アライメント不要の高速パンゲノムの作成と探索
リリース: 開発: @master:
FindMyFriends は、微生物ゲノムのパンゲノム解析を行うための R パッケージです。これは Bioconductor プロジェクトの一部としてリリースされており、 BiocManager::install()
関数を使用してインストールできます。
if ( ! requireNamespace( " BiocManager " , quietly = TRUE ))
install.packages( " BiocManager " )
BiocManager :: install( " FindMyFriends " )
絶対的な最新バージョンについては、GitHub から直接インストールします。
if ( ! require( devtools )) {
install.packages( ' devtools ' )
library( devtools )
}
install_github( ' thomasp85/FindMyFriends ' )
比較微生物ゲノミクスでは、パンゲノムは、ある種の類似性に基づいてゲノム全体にわたる遺伝子のグループとして定義されます。この類似性の尺度は決まったものではありませんが、多くの場合、遺伝子の各ペアを相互に BLAST することで得られます。これはいくつかの理由から悪い考えです。すべてをすべてと比較すると、遺伝子の数が増えるにつれて計算時間が恐ろしいほど増大すること、BLAST は一般に非常に遅いこと、配列の類似性だけではオーソログ遺伝子とパラログ遺伝子を区別できないことです。最後の点は PanOCT や Roary などの最近のツールによって対処されていますが、最初の 2 つは依然として有効です (ただし、Roary は問題を少なくするために何か賢いことをしています)。
「FindMyFriends」を入力してください...
これも別のアルゴリズムです。
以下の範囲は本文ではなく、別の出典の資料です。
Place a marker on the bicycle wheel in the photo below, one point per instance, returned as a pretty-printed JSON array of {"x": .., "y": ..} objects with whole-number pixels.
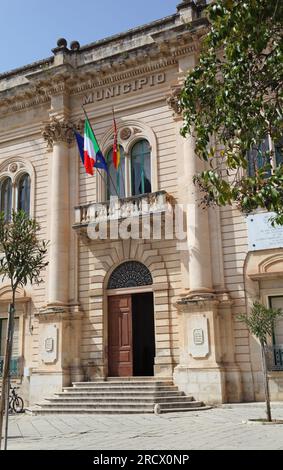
[{"x": 18, "y": 405}]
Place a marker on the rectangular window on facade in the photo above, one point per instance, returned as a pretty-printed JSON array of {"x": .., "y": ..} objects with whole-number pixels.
[
  {"x": 3, "y": 332},
  {"x": 277, "y": 302},
  {"x": 263, "y": 154}
]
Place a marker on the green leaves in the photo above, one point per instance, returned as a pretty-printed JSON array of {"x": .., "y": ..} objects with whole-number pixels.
[
  {"x": 235, "y": 93},
  {"x": 22, "y": 254},
  {"x": 261, "y": 321}
]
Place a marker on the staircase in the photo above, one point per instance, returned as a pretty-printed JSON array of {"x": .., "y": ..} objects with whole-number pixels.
[{"x": 119, "y": 396}]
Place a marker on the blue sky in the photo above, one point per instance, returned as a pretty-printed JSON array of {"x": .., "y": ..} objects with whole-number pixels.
[{"x": 30, "y": 28}]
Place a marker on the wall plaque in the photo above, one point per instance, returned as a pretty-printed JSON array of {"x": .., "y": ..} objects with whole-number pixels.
[
  {"x": 261, "y": 234},
  {"x": 198, "y": 344},
  {"x": 49, "y": 343},
  {"x": 198, "y": 336}
]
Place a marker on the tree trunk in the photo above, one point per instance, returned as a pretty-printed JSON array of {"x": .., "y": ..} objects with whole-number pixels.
[
  {"x": 266, "y": 384},
  {"x": 7, "y": 363}
]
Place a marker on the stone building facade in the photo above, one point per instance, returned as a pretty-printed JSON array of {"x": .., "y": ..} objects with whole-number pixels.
[{"x": 123, "y": 305}]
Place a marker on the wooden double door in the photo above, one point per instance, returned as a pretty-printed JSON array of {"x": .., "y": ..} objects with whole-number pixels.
[{"x": 131, "y": 340}]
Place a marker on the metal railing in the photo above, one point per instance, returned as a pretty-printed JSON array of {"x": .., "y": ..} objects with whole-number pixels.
[
  {"x": 15, "y": 366},
  {"x": 274, "y": 356}
]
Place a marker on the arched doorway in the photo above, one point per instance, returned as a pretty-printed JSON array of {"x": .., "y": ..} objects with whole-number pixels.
[{"x": 131, "y": 339}]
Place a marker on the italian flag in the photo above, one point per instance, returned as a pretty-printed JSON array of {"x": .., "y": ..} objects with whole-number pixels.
[{"x": 91, "y": 148}]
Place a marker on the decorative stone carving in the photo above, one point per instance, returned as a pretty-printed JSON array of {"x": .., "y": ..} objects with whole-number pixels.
[
  {"x": 130, "y": 274},
  {"x": 125, "y": 133},
  {"x": 58, "y": 131},
  {"x": 13, "y": 167},
  {"x": 49, "y": 344},
  {"x": 198, "y": 336},
  {"x": 173, "y": 100}
]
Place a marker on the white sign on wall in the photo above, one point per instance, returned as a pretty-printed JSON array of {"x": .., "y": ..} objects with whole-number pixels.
[
  {"x": 198, "y": 345},
  {"x": 261, "y": 234}
]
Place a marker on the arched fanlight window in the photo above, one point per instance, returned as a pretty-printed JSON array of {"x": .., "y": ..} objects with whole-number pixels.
[
  {"x": 141, "y": 168},
  {"x": 24, "y": 193},
  {"x": 6, "y": 198},
  {"x": 116, "y": 178}
]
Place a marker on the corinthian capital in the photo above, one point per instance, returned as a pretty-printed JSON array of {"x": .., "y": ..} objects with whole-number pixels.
[
  {"x": 173, "y": 100},
  {"x": 58, "y": 131}
]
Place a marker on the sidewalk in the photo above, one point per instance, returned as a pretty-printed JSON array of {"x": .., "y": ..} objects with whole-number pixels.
[{"x": 219, "y": 428}]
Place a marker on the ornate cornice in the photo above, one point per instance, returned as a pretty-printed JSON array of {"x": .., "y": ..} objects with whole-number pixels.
[
  {"x": 59, "y": 131},
  {"x": 173, "y": 100}
]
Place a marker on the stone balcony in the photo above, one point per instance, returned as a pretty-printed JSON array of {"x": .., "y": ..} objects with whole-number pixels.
[{"x": 118, "y": 209}]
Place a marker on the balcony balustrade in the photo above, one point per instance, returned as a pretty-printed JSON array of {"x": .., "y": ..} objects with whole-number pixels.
[
  {"x": 274, "y": 356},
  {"x": 122, "y": 208}
]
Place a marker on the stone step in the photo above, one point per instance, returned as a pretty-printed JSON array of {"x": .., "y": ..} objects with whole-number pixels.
[
  {"x": 128, "y": 379},
  {"x": 117, "y": 396},
  {"x": 185, "y": 409},
  {"x": 122, "y": 393},
  {"x": 122, "y": 384},
  {"x": 118, "y": 388},
  {"x": 174, "y": 405},
  {"x": 121, "y": 400},
  {"x": 100, "y": 411},
  {"x": 105, "y": 405}
]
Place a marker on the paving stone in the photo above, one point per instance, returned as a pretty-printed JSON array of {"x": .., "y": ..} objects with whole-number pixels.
[{"x": 219, "y": 428}]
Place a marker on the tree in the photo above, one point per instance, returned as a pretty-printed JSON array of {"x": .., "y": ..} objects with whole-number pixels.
[
  {"x": 235, "y": 93},
  {"x": 260, "y": 323},
  {"x": 22, "y": 260}
]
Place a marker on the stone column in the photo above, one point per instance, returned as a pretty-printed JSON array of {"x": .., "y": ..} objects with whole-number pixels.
[
  {"x": 201, "y": 370},
  {"x": 59, "y": 134},
  {"x": 200, "y": 278},
  {"x": 59, "y": 321}
]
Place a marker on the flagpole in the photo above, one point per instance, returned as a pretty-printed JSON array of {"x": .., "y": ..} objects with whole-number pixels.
[
  {"x": 113, "y": 114},
  {"x": 85, "y": 113}
]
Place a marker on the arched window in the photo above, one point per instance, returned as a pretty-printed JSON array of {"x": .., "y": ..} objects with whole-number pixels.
[
  {"x": 6, "y": 198},
  {"x": 130, "y": 274},
  {"x": 116, "y": 178},
  {"x": 24, "y": 193},
  {"x": 141, "y": 168}
]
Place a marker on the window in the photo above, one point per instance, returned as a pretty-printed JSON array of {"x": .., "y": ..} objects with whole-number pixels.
[
  {"x": 3, "y": 334},
  {"x": 15, "y": 192},
  {"x": 141, "y": 168},
  {"x": 6, "y": 197},
  {"x": 116, "y": 178},
  {"x": 24, "y": 193},
  {"x": 263, "y": 154},
  {"x": 277, "y": 302}
]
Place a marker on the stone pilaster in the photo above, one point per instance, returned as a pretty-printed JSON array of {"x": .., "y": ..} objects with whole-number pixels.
[
  {"x": 59, "y": 135},
  {"x": 59, "y": 322},
  {"x": 207, "y": 369}
]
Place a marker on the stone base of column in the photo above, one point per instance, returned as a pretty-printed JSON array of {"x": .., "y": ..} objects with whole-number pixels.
[
  {"x": 213, "y": 385},
  {"x": 163, "y": 367},
  {"x": 207, "y": 369},
  {"x": 44, "y": 384},
  {"x": 204, "y": 384},
  {"x": 59, "y": 351}
]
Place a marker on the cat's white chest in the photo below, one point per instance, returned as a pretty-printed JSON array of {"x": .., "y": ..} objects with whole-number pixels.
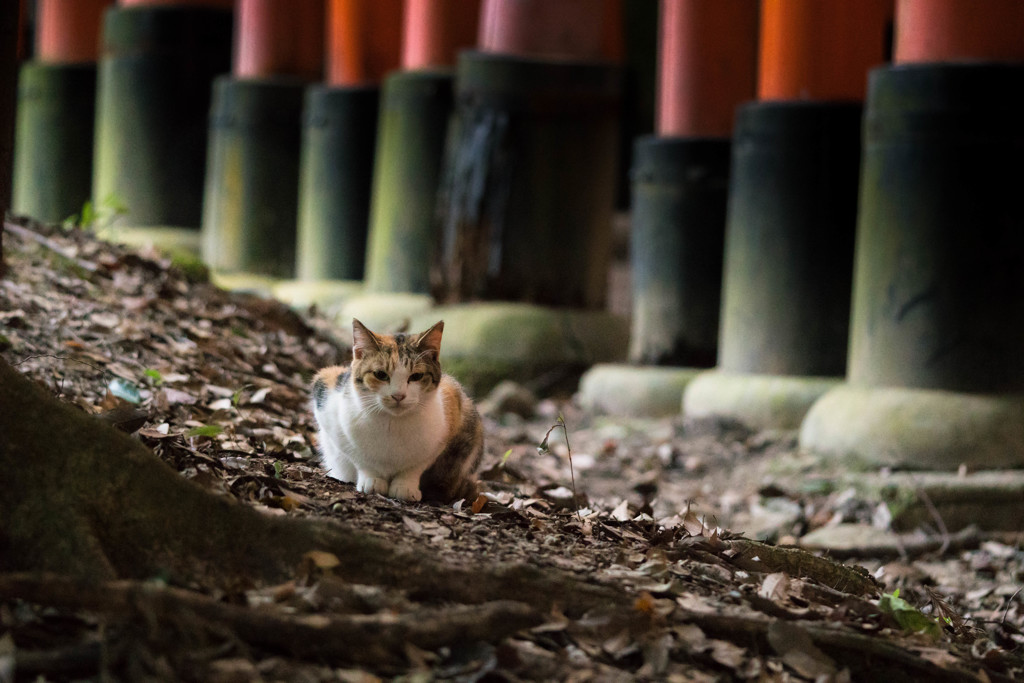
[{"x": 383, "y": 444}]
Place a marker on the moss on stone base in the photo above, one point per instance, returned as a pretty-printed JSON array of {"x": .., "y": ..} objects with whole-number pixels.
[
  {"x": 635, "y": 390},
  {"x": 916, "y": 428},
  {"x": 759, "y": 401}
]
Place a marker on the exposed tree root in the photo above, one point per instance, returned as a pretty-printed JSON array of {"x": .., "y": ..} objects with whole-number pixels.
[
  {"x": 86, "y": 501},
  {"x": 365, "y": 639},
  {"x": 869, "y": 657},
  {"x": 756, "y": 556}
]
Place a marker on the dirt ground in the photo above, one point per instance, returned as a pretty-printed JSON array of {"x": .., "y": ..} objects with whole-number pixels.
[{"x": 216, "y": 384}]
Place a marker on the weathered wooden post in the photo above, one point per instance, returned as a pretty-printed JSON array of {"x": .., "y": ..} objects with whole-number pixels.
[
  {"x": 157, "y": 63},
  {"x": 251, "y": 199},
  {"x": 936, "y": 378},
  {"x": 792, "y": 214}
]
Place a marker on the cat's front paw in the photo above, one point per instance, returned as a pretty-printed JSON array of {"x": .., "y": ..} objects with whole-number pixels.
[
  {"x": 371, "y": 484},
  {"x": 406, "y": 489}
]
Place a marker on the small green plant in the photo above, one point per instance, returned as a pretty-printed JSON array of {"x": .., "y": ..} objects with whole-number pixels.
[
  {"x": 93, "y": 216},
  {"x": 205, "y": 430},
  {"x": 908, "y": 616}
]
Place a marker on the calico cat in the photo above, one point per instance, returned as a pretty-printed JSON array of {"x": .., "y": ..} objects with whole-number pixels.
[{"x": 393, "y": 424}]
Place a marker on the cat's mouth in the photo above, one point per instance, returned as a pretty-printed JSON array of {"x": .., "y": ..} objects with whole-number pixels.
[{"x": 396, "y": 409}]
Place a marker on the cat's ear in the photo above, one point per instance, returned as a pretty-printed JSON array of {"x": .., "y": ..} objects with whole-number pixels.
[
  {"x": 430, "y": 341},
  {"x": 363, "y": 340}
]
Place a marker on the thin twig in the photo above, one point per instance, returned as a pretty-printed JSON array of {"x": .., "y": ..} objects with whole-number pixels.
[
  {"x": 544, "y": 449},
  {"x": 934, "y": 512}
]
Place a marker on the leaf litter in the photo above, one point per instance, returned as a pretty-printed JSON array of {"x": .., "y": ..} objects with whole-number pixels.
[{"x": 215, "y": 383}]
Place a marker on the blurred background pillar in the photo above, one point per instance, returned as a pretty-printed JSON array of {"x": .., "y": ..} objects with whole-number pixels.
[
  {"x": 416, "y": 104},
  {"x": 530, "y": 171},
  {"x": 364, "y": 43},
  {"x": 936, "y": 379},
  {"x": 792, "y": 213},
  {"x": 707, "y": 68},
  {"x": 56, "y": 111},
  {"x": 251, "y": 199},
  {"x": 157, "y": 63}
]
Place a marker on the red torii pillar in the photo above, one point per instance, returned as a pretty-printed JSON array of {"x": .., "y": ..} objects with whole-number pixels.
[
  {"x": 707, "y": 68},
  {"x": 936, "y": 375},
  {"x": 364, "y": 43},
  {"x": 792, "y": 214},
  {"x": 416, "y": 105},
  {"x": 251, "y": 200},
  {"x": 530, "y": 167},
  {"x": 56, "y": 111}
]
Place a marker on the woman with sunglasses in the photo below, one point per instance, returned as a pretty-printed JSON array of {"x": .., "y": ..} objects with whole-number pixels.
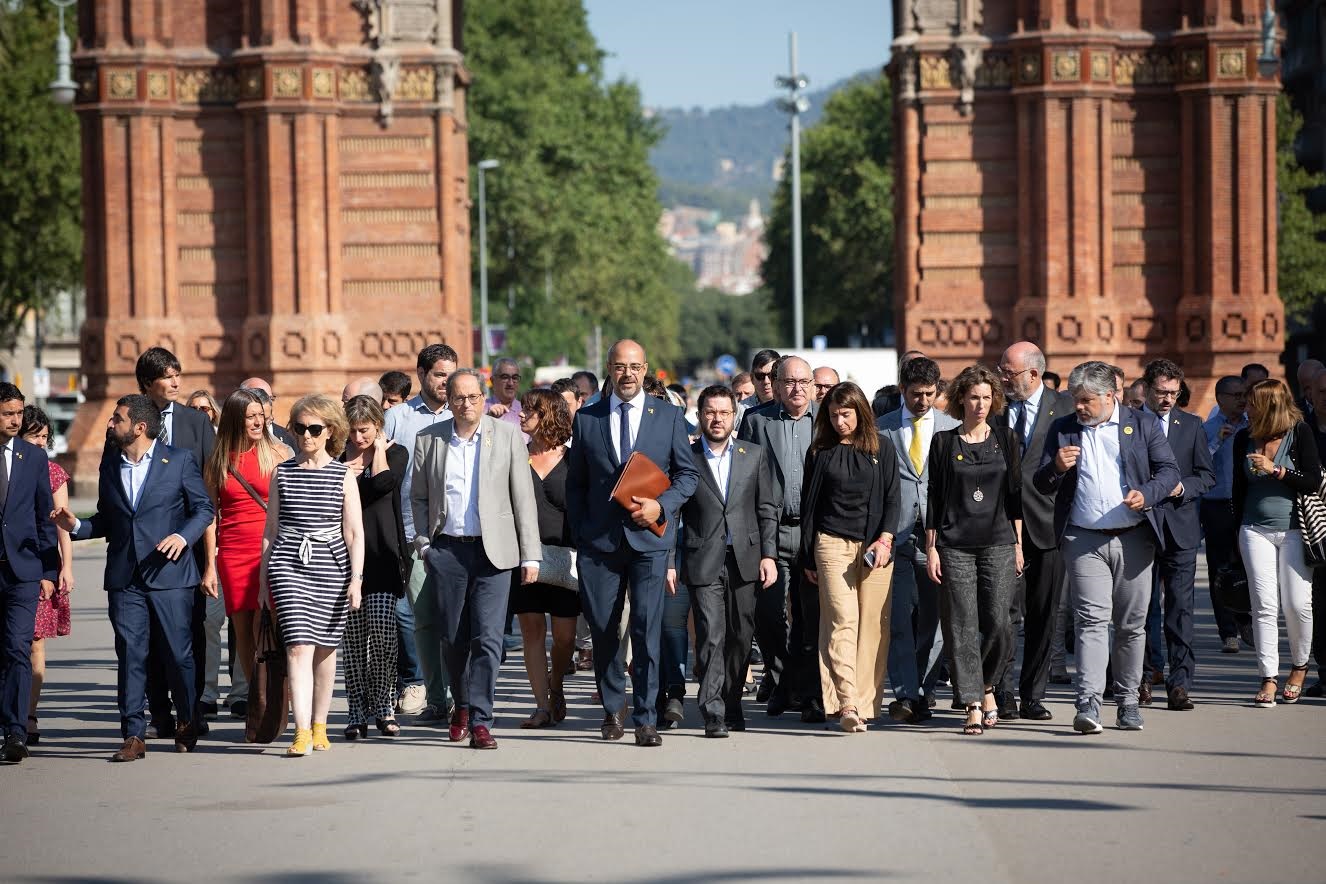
[{"x": 313, "y": 561}]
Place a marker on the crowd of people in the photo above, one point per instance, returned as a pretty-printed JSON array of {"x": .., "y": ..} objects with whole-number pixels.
[{"x": 851, "y": 548}]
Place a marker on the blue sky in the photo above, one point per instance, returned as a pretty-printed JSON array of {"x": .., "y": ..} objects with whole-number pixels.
[{"x": 687, "y": 53}]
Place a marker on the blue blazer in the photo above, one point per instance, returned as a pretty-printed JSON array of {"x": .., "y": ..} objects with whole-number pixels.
[
  {"x": 1148, "y": 465},
  {"x": 596, "y": 521},
  {"x": 29, "y": 538},
  {"x": 173, "y": 501},
  {"x": 1179, "y": 514}
]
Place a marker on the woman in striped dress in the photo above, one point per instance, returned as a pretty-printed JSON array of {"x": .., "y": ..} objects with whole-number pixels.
[{"x": 313, "y": 561}]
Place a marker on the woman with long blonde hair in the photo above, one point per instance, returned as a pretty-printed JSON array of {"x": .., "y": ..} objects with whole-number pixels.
[{"x": 1276, "y": 459}]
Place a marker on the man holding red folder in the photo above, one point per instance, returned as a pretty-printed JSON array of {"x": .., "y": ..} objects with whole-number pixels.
[{"x": 618, "y": 549}]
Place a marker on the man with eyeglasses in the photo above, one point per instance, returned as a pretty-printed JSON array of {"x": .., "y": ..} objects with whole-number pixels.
[
  {"x": 1216, "y": 512},
  {"x": 1180, "y": 533},
  {"x": 1029, "y": 412},
  {"x": 784, "y": 430},
  {"x": 618, "y": 552}
]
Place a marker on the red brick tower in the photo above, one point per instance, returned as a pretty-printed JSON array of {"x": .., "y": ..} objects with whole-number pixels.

しかし、より重要なのは、そもそもパンゲノムをどのように導き出したかにまったく依存しない、パンゲノム解析を実行するためのフレームワークであることです。 FindMyFriends は、透過的な方法でパンゲノム データを処理するためのクラスの拡張可能なリストを定義し、Bioconductor が提供する膨大な数のゲノム ツールに直接接続します。
さて、アルゴリズムの話に戻ります。 FindMyFriends は、CD-Hit を使用してデータセット内の遺伝子の非常に大まかなグループ化を作成し、追加の類似性測定を使用して 2 回目のパスでこのグループ化を改良することによって機能します。これは CD-Hit を使用する Roary とは対照的ですが、BLAST を実行する前に最も類似した遺伝子をグループ化するだけです。 FindMyFriends の 2 番目のパスでは、すべての魔法が起こります。各大きなグループ内の遺伝子は、配列類似性 (kmer コサイン類似性を使用)、配列長、ゲノム メンバーシップ、および近傍類似性によって比較されます。これらの比較に基づいて、各グループのグラフが作成され、エッジが遺伝子間の特定のしきい値を超える類似性を定義します。このグラフから、最高品質のクリークが最初に抽出されるように、クリークが徐々に抽出されます。これらのクリークは、遺伝子の最終的なグループ分けを定義します。これらはクリークであるため、ユーザーは、結果として得られる遺伝子グループのすべてのメンバーが相互に定義された類似性を共有していること、および 1 つのメンバーとの高い類似性に基づいて厳粛に他の遺伝子とグループ化することはできないことを確認できます。
確かに、高品質の結果は速度よりも重要です。しかし、これはケーキを持って食べることができる珍しいケースの1つです。 FindMyFriends は、圧倒的に最速のアルゴリズムです。
FindMyFriends は数千のゲノムまで拡張でき、大きな多様性 (つまり、種レベルに限定されない) を処理できます。例として、ラクトバチルス目 (乳酸菌) の約 1,200 株に基づくパンゲノムは、単一コアを使用して c3x8.large AWS インスタンス上で約 8 時間で作成されました。
フレームワークであるため、できることはたくさんあり、それを行うためのさまざまな方法もあります。パンゲノムを計算するための推奨アプローチは次のとおりです。
library( FindMyFriends )
# We expect here that your genomes are stored in amino acid fasta files in the
# working directory.
genomes <- list.files( pattern = ' .fasta ' )
# First we create our pangenome object
pg <- pangenome( genomes , translated = TRUE , geneLocation = ' prodigal ' )
# Then we make the initial grouping
pg <- cdhitGrouping( pg )
# And lastly we refine the groups
pg <- neighborhoodSplit( pg )
さまざまな手順の詳細と、遺伝子のグループ化が完了した後にデータで何ができるかの例については、ビネットを参照してください。
以下は現在開発中/検討中の機能の一部です。